ICC — The Intercultural Center convulsed in violence yesterday as realist international relations scholars in the Department of Government invaded the office space of their liberal internationalist colleagues.
Striking swiftly and without warning, the realist professors launched a coordinated assault against the liberals, occupying their offices and annexing them for their own use.
“It was your average day around the office when the realists suddenly just descended upon us,” said George Shambaugh, still nursing a head wound from where he had been bludgeoned with a copy of Hobbes’ Leviathan. “Now they won’t even let us back inside the department.”
Shambaugh sought asylum in the Department of Spanish and Portuguese which, responding to the humanitarian crisis, has opened its doors to the desperate liberals. Unfortunately, conditions in the refugee camps are poor.
“The way we’ve been reduced to living—it’s almost like we’re TAs,” Shambaugh complains. “I mean, what kind of person is so cruel and selfish that he would do this to his own colleagues?”

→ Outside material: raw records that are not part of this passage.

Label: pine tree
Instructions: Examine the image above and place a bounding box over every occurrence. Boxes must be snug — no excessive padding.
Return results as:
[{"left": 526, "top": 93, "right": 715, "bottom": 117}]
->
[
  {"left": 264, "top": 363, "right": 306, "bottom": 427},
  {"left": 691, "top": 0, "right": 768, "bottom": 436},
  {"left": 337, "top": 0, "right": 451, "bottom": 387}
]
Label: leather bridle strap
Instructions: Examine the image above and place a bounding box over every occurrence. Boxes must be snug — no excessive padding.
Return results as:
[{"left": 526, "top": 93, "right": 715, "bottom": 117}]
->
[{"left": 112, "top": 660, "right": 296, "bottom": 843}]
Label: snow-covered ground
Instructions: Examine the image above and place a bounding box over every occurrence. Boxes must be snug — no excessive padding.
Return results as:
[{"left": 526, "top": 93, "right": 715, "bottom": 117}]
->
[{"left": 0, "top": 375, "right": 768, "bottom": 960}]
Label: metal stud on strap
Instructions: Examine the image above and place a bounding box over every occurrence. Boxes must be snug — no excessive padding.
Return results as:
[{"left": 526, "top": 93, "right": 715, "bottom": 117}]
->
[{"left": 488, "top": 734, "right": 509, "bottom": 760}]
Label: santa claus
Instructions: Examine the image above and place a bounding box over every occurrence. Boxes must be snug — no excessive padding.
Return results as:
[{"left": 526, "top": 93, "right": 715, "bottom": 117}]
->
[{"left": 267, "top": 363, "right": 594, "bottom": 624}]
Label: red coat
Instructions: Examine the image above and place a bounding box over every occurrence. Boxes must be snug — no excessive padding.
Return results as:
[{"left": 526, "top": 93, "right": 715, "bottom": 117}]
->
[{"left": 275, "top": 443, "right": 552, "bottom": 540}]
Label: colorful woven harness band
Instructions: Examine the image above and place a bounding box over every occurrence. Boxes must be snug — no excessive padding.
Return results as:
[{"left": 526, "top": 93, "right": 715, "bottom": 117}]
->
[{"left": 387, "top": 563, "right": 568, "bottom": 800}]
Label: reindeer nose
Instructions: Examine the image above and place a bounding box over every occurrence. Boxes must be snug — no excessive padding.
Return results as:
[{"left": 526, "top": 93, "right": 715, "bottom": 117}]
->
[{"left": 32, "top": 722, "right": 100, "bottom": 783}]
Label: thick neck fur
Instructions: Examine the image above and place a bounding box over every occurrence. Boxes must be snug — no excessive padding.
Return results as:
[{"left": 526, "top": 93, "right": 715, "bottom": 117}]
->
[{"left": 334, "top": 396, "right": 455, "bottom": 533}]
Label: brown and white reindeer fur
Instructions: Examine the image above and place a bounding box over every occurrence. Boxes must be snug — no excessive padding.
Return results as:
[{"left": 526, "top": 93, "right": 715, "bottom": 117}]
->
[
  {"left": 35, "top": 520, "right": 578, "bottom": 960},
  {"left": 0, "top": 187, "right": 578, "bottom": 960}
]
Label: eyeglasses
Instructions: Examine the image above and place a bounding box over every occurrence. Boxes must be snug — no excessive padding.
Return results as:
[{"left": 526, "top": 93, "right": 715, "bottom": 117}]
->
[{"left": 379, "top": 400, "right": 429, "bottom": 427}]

“Hey, I object to that characterization,” said realist professor Matthew Kroenig when asked for comment. “Cruel or no, this had nothing to do with who we are as people; it was the system that drove our actions. The liberals had just ordered a shipment of letter openers. Were those meant for the peaceful opening of correspondence, or were they planning to use them against us? I just don’t know. Classic security dilemma. We were merely rational, unitary actors acting so as to maximize our own security. It’s all right there in Kenneth Waltz.”
Looking back, the liberals say they should have seen the threat coming.
“The realists swallowed up the department’s constructivists a few weeks ago,” Shambaugh said. “At the time we let it slide and appeased them. That was a mistake. We should have allied with the constructivists to balance the threat.”
Still, most of the liberals simply did not believe the realists were capable of launching such an attack. Most ascribe to the “tenured peace theory” which maintains that tenured professors, though on average not less violent than non-tenured professors, will nevertheless not fight with one another. With nothing to gain from each other and recognizing the legitimacy that tenure confers, there will be no cause for conflict between the parties, so the theory holds.
Additionally, the liberals had thought that the realists were sufficiently integrated into intra-department institutions that the benefits of cooperation would outweigh those of conflict.
“We all came together frequently in department meetings to address collective action problems,” said Shambaugh. “That was how we were able to implement the landmark ‘You-Kill-It, You-Fill-It’ Accords of 1984. It completely resolved the problem of department-wide coffee shortages. On top of that, we engaged in a high level of trade. The realists had the copy paper and we had the toner. Everyone relied on everyone else.”
Kroenig disagrees, “Collective action? Trade? Don’t make me laugh! First of all, they had the copier—that’s an indivisible good. And secondly, at the end of the day we are all living in an anarchic department system in which the strong do what they can and the weak suffer what they must. The liberals were a rising power set to threaten our hegemony with their letter openers. We had to make a preventive strike. Plus, if you think for a minute that we would forgo an opportunity to seize their toner, Post-it notes, and other fungible resources, you must be crazy.”
The university community has condemned the realists’ actions and will meet to discuss potential solutions. The Department of Economics has recommended a sanctions regime to bring the realists to heel. At press time, this proposal was being met with serious opposition from faculty in the McDonough School of Business who have close commercial ties to the realists.